Je sanglotais, les yeux grands ouverts, la bouche coincée dans un rictus. Tout ceci était ridicule et j'allais mourir de la façon la plus ridicule qui soit. Mon corps, pas encore résigné, envoya par réflexe ma main droite agripper un tuyau à l'entrée de la pièce. Je retirai dans un sursaut ma main : ce tuyau qui partait du plafond et reliait le radiateur était brûlant. Pendant ce temps l'écharpe s'était lentement avancée dans un sifflement et n'était plus qu'à un mètre de moi. Sans réfléchir, j'abattis ma main gauche tenant la poignée sur la base du tuyau. Un jet d'eau bouillante aspergea de plein fouet la masse textile. La voix désincarnée se concentra et se transforma en une plainte suraiguë inhumaine, tandis que le corps se ratatina. Encouragée par ce résultat, j'essayais du mieux que je pus de bien diriger la projection d'eau sur la monstruosité qui diminuait de plus en plus. Bientôt la voix disparut et il ne resta qu'une flaque visqueuse. Je restais droite comme un i à côté de mon sauveur jusqu'à ce que je me rappelle de respirer. Je pense que dans ce genre de situation, j'aurais dû réessayer de m'enfuir, mais à la place, je m'approchais et détaillais avec fascination ce qui restait du monstre serpentin. J'aurais également dû trouver une réplique spirituelle sur le fait de ne pas laver les vêtements à plus de 30°C mais malheureusement, je manquais de repartie. J'aperçus alors le catalogue que j'avais lâché plus tôt. Je pensais avoir enfin le temps de l'analyser. Je retrouvais facilement la page sur la collection Damier et quelque chose me sauta au yeux. En bas de la page une nouvelle remarque avait été ajoutée :
Le défaut est noté. Utiliser le programme 7.

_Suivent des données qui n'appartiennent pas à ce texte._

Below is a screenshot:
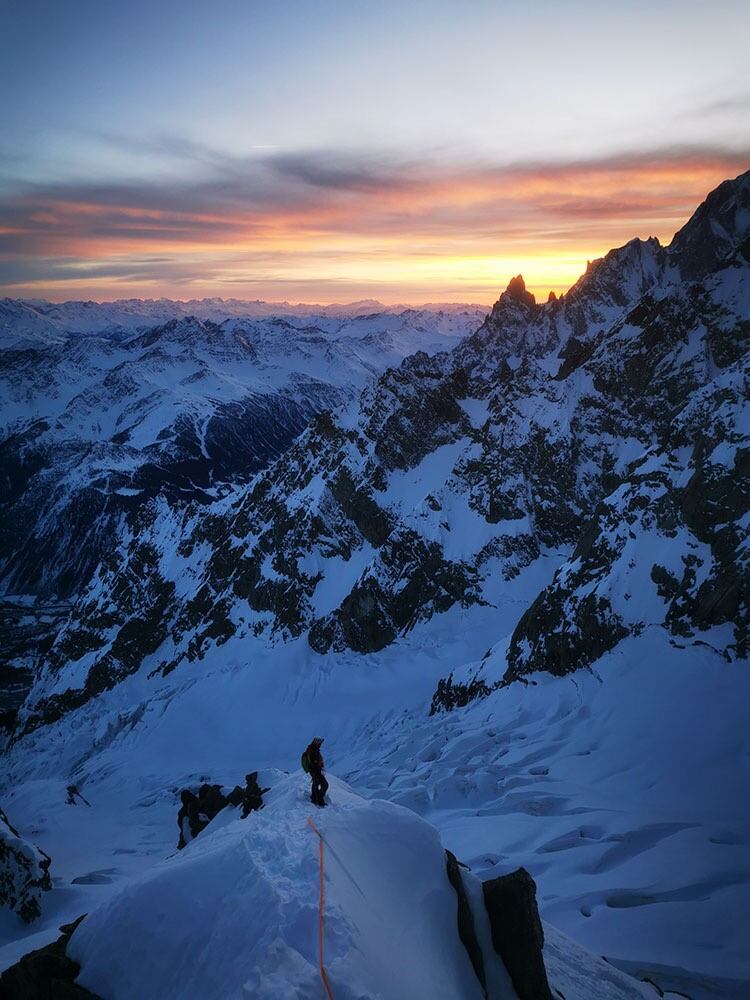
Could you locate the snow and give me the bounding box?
[69,772,494,1000]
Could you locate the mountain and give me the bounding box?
[1,173,750,996]
[0,300,483,598]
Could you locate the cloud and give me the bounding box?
[0,143,750,299]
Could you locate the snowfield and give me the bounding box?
[0,172,750,1000]
[63,771,653,1000]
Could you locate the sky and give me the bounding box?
[0,0,750,304]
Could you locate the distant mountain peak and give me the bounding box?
[500,274,536,306]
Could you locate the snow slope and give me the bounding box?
[5,174,750,997]
[63,772,653,1000]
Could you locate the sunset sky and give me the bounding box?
[0,0,750,303]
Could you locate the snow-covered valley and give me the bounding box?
[0,174,750,1000]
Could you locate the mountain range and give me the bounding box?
[0,172,750,995]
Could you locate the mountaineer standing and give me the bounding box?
[302,736,328,806]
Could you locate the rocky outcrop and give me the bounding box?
[18,174,750,733]
[0,809,52,923]
[0,914,101,1000]
[482,868,553,1000]
[445,850,487,996]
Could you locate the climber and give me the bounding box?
[242,771,271,819]
[302,736,328,806]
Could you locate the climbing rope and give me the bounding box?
[307,816,333,1000]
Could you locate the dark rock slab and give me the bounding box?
[482,868,553,1000]
[445,851,487,996]
[0,914,102,1000]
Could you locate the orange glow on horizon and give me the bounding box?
[0,155,743,305]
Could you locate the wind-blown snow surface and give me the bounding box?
[63,772,652,1000]
[4,175,750,997]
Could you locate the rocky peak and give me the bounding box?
[500,274,536,306]
[668,170,750,281]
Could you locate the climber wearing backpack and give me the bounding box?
[302,736,328,806]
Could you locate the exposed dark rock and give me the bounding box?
[430,674,499,715]
[482,868,553,1000]
[0,914,101,1000]
[0,809,52,924]
[445,850,487,996]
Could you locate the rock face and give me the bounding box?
[445,850,487,996]
[0,917,101,1000]
[482,868,552,1000]
[0,809,52,923]
[10,173,750,735]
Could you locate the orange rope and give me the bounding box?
[307,816,333,1000]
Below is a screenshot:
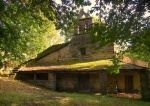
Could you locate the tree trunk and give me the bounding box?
[140,70,150,101]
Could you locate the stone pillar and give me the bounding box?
[140,70,150,101]
[48,73,56,90]
[99,71,107,95]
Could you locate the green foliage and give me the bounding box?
[0,0,63,65]
[89,0,150,73]
[0,0,90,63]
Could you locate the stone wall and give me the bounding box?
[56,73,100,92]
[56,73,78,91]
[108,71,141,93]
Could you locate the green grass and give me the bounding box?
[0,78,150,106]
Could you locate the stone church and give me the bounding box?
[17,11,150,98]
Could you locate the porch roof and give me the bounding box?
[19,59,144,71]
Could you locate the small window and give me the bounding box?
[36,73,48,80]
[80,48,86,55]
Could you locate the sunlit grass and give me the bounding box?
[0,78,150,106]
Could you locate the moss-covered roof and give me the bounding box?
[35,42,70,60]
[19,59,142,71]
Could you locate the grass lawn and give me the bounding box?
[0,77,150,106]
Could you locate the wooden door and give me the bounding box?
[125,75,133,93]
[78,74,90,92]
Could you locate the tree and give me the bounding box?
[0,0,63,69]
[90,0,150,61]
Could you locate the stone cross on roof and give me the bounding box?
[77,9,91,19]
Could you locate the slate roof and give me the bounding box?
[19,59,145,71]
[35,42,70,61]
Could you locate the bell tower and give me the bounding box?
[74,9,92,36]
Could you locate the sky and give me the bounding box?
[54,0,150,17]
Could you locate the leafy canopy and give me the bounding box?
[89,0,150,61]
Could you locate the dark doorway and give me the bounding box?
[125,75,133,93]
[78,73,90,92]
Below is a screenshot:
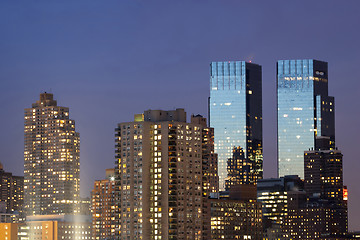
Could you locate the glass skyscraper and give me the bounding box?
[209,61,263,190]
[277,59,335,178]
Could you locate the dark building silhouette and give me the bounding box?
[0,163,24,213]
[225,147,258,191]
[207,184,263,240]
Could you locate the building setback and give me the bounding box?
[209,61,263,191]
[24,93,80,216]
[115,109,216,239]
[277,59,335,178]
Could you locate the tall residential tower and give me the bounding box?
[277,59,335,178]
[24,92,80,216]
[115,109,216,240]
[209,61,263,190]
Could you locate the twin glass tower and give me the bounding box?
[209,59,335,190]
[209,61,263,190]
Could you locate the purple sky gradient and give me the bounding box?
[0,0,360,230]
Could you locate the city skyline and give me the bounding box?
[0,1,360,230]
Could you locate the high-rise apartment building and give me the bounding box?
[115,109,217,239]
[24,92,80,216]
[209,61,263,190]
[0,163,24,213]
[91,169,116,239]
[277,59,335,178]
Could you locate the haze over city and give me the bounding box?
[0,0,360,230]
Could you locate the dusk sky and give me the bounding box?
[0,0,360,230]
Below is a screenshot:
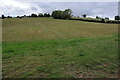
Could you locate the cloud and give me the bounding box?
[0,0,118,18]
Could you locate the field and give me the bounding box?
[2,18,118,78]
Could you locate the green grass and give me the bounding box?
[2,18,118,78]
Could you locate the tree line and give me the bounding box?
[1,9,120,21]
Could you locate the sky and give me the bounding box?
[0,0,118,19]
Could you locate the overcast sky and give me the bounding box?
[0,0,118,19]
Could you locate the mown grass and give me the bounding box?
[3,18,118,78]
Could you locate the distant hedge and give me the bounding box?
[70,18,120,24]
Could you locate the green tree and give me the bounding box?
[115,15,120,20]
[63,9,72,19]
[52,10,63,19]
[2,15,5,19]
[52,9,72,19]
[38,13,44,17]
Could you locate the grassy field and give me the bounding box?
[2,18,118,78]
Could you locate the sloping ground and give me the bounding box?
[3,18,118,78]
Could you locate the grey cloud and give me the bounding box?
[0,1,118,18]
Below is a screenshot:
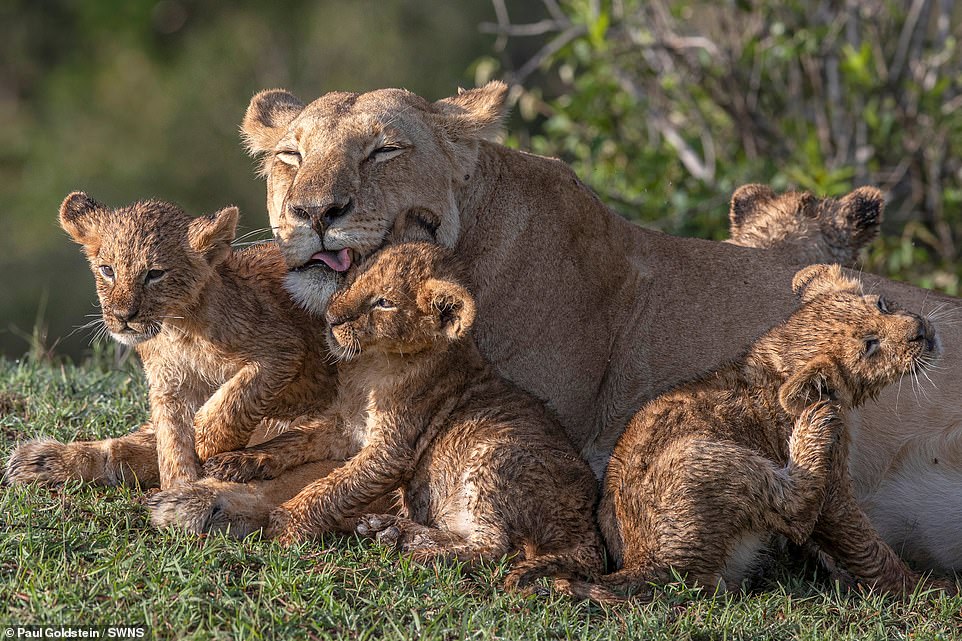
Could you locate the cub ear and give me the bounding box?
[187,207,240,265]
[835,187,885,246]
[778,356,851,416]
[728,184,775,228]
[241,89,304,156]
[423,278,475,341]
[792,265,862,303]
[60,191,106,246]
[434,80,508,140]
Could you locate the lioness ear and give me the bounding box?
[792,265,862,303]
[778,356,851,416]
[241,89,304,156]
[187,207,240,265]
[434,80,508,140]
[423,278,475,341]
[835,187,885,246]
[60,191,105,246]
[728,184,775,228]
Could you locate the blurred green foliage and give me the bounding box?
[0,0,491,357]
[0,0,962,357]
[476,0,962,294]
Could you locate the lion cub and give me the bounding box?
[39,192,344,488]
[598,265,937,591]
[728,185,885,265]
[262,243,604,598]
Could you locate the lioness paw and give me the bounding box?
[147,479,267,538]
[5,438,103,485]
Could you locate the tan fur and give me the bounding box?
[8,193,340,488]
[598,265,936,592]
[251,243,604,597]
[728,185,885,265]
[45,83,962,569]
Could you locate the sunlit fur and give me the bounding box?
[242,82,506,314]
[270,243,613,601]
[8,193,351,488]
[598,265,937,592]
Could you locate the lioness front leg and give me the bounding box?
[812,472,955,594]
[6,423,160,488]
[193,359,292,462]
[268,439,414,545]
[204,418,357,483]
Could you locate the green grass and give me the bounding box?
[0,360,962,641]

Je ne savais qu'en penser. Je tournai la page et en lus le verso. Un schéma de veste était dessiné et la date de jeudi dernier était indiquée.
Patron en attente. Tissu disponible à la vente. Projet de coupe-vent ou de manteau.
Coloris disponible(s): rouge vermillon (des broderies blanches sont à l'étude).
Pour un toucher confortable et chaleureux et un rendu imperméable, utiliser le programme 7.
J'avais chaud tout d'un coup sous ma capuche. De ma veste. Rouge à fleurs blanches.